Buffer circular livre de bloqueio

Eu estou no processo de projetar um sistema que se conecta a um ou mais streams de feeds de dados e fazer algumas análises nos dados do que triggersr events com base no resultado. Em uma configuração típica de produtor / consumidor multiencadeado, terei vários encadeamentos de produtores colocando dados em uma fila e vários encadeamentos de consumidores lendo os dados, e os consumidores estão interessados ​​apenas no último ponto de dados mais n número de pontos. Os encadeamentos do produtor terão que bloquear se o consumidor lento não puder acompanhar e, é claro, os encadeamentos do consumidor bloquearão quando não houver atualizações não processadas. Usar uma fila simultânea típica com bloqueio de leitor / gravador funcionará muito bem, mas a taxa de dados chegando pode ser enorme, então eu queria reduzir minha sobrecarga de bloqueio, especialmente bloqueios de gravação para os produtores. Eu acho que um buffer circular livre de bloqueio é o que eu precisava.

Agora duas perguntas:

  1. O buffer sem bloqueio circular é a resposta?

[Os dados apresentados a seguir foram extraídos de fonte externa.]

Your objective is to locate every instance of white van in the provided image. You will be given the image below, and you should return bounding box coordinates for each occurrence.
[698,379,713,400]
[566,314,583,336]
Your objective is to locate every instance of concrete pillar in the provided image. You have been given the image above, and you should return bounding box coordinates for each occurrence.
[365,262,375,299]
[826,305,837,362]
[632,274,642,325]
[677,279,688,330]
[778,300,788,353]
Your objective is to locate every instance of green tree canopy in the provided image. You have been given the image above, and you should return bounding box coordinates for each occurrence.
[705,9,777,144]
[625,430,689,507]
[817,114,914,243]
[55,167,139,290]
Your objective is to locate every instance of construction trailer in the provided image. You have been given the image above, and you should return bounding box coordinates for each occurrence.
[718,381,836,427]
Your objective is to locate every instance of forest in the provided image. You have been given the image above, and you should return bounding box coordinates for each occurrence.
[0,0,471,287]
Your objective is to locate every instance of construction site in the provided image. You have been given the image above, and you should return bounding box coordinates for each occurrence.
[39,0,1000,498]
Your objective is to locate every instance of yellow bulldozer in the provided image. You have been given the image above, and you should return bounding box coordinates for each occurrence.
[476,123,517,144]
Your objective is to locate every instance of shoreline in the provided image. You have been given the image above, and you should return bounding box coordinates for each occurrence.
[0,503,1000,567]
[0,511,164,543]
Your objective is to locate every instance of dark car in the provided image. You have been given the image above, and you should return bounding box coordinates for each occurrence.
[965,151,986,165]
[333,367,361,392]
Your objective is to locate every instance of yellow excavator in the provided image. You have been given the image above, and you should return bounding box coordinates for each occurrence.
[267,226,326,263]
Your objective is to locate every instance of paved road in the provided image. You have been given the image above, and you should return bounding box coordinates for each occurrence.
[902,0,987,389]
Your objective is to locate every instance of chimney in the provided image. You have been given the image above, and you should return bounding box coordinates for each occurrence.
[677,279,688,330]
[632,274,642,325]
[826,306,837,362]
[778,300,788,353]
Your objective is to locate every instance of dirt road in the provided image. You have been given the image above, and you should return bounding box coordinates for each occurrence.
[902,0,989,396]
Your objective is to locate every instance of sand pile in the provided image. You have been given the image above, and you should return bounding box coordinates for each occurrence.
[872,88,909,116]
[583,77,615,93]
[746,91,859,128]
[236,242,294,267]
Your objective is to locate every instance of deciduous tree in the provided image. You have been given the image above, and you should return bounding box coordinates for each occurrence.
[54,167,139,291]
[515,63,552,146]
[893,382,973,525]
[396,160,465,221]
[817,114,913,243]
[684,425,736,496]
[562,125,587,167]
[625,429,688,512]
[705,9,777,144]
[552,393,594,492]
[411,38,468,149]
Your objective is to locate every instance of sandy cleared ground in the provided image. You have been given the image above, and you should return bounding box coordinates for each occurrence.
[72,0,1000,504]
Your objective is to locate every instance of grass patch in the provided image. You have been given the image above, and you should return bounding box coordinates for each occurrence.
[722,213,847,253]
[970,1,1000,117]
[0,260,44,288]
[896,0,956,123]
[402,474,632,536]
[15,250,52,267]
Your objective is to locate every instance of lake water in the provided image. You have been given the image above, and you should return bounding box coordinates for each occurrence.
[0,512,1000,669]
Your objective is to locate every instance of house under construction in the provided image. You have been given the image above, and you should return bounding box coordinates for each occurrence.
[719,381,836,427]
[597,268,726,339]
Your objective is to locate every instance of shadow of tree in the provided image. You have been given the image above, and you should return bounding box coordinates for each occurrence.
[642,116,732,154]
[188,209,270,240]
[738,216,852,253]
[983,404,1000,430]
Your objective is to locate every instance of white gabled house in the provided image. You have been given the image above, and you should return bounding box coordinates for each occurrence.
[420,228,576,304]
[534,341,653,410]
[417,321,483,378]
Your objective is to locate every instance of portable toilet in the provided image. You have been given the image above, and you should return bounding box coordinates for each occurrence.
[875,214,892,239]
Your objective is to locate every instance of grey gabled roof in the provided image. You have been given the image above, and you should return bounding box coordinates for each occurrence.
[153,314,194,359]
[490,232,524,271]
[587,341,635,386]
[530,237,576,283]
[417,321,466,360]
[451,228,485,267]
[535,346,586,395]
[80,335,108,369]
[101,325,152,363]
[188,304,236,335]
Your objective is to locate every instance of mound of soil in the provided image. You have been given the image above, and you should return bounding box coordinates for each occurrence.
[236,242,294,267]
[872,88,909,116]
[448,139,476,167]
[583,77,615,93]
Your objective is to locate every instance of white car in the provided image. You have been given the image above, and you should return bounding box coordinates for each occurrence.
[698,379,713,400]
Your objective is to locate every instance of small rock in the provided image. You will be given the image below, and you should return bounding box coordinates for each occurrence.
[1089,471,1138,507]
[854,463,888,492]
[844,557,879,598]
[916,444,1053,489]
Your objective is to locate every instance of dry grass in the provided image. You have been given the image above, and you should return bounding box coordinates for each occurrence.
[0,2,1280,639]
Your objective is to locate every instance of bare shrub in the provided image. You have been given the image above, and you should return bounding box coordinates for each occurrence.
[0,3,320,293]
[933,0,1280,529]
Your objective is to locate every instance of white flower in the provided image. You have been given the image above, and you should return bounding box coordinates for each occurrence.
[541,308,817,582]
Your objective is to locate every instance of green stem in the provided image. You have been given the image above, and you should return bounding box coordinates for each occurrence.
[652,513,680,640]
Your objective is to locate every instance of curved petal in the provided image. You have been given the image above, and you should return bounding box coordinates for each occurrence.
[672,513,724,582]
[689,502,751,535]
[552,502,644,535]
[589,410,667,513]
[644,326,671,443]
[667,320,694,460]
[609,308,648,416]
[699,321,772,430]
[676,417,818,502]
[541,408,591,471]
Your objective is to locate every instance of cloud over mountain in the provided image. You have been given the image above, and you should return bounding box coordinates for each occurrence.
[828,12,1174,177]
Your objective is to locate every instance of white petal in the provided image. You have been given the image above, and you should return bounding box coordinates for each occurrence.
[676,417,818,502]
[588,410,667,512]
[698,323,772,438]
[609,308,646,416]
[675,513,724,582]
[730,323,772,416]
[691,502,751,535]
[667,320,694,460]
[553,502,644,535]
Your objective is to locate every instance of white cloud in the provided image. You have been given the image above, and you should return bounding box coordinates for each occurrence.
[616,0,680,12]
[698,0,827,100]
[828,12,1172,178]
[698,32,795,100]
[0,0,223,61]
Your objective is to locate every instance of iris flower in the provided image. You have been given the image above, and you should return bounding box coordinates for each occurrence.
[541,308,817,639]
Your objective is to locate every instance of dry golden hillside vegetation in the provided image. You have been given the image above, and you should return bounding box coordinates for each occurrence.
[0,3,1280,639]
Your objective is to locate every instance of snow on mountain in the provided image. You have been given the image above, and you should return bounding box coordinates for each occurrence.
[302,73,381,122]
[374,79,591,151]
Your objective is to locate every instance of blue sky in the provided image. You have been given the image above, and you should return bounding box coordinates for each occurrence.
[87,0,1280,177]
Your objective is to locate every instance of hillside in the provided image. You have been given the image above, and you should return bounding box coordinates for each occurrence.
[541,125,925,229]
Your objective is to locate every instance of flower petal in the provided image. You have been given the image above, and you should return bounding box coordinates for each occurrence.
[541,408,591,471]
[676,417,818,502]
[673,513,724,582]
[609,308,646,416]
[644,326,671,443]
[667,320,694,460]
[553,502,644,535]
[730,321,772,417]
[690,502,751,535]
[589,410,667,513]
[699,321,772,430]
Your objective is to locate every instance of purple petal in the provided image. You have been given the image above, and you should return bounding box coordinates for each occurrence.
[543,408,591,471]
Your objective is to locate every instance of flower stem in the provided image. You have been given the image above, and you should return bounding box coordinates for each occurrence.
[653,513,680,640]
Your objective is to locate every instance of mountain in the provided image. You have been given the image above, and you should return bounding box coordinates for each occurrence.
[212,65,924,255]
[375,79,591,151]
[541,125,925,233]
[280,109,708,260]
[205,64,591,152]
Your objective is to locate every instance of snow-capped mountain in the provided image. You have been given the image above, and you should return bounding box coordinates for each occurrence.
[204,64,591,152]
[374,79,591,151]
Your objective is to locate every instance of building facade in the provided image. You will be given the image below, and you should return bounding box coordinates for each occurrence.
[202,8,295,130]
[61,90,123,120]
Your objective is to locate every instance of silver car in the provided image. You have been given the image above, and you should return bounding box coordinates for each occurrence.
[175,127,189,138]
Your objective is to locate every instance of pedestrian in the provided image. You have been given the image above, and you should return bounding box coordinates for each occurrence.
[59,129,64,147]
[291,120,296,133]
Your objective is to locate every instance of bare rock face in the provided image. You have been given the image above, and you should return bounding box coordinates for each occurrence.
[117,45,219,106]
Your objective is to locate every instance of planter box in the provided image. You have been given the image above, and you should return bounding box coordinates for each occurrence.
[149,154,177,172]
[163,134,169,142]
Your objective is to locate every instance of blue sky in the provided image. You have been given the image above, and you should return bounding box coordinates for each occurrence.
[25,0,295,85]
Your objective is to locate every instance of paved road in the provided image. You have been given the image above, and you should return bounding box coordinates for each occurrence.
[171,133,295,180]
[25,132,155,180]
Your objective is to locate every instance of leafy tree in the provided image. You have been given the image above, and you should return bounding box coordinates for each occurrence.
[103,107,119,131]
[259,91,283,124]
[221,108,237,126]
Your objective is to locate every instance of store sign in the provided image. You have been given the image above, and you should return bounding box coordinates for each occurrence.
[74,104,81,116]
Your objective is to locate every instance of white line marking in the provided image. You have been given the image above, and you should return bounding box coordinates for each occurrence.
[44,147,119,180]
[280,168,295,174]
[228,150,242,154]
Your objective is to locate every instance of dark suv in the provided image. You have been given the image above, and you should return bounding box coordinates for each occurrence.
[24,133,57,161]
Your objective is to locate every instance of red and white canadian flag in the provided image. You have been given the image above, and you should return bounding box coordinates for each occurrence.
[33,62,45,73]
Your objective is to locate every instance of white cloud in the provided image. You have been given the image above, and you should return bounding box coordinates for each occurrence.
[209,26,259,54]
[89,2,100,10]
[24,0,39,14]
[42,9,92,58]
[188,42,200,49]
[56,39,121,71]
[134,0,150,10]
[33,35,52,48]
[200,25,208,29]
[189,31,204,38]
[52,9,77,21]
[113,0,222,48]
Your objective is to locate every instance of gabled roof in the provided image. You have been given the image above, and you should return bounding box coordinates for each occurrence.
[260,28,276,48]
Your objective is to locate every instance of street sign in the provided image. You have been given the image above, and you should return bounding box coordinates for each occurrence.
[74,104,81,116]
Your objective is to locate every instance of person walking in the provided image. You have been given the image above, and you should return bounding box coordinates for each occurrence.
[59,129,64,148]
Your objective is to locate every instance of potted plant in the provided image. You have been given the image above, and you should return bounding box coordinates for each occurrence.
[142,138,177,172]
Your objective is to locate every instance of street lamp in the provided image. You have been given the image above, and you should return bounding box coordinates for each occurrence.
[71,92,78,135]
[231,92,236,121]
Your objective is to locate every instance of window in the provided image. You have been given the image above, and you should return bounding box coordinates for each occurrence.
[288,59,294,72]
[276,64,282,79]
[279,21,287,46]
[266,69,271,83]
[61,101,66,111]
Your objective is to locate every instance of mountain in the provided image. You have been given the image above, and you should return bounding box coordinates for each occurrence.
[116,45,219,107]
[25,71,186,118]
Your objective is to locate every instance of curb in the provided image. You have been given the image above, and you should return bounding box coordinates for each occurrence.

  2. Se assim for, antes de eu rolar, você conhece alguma implementação pública que atenda à minha necessidade?

Quaisquer pointers na implementação de um buffer circular livre de bloqueio são sempre bem-vindos.

BTW, fazendo isso em C ++ no Linux.

Algumas informações adicionais:

O tempo de resposta é crítico para o meu sistema. O ideal é que os segmentos de consumidores desejem ver as atualizações chegando o mais rápido possível, pois um atraso extra de 1 milissegundo pode tornar o sistema sem valor ou valer muito menos.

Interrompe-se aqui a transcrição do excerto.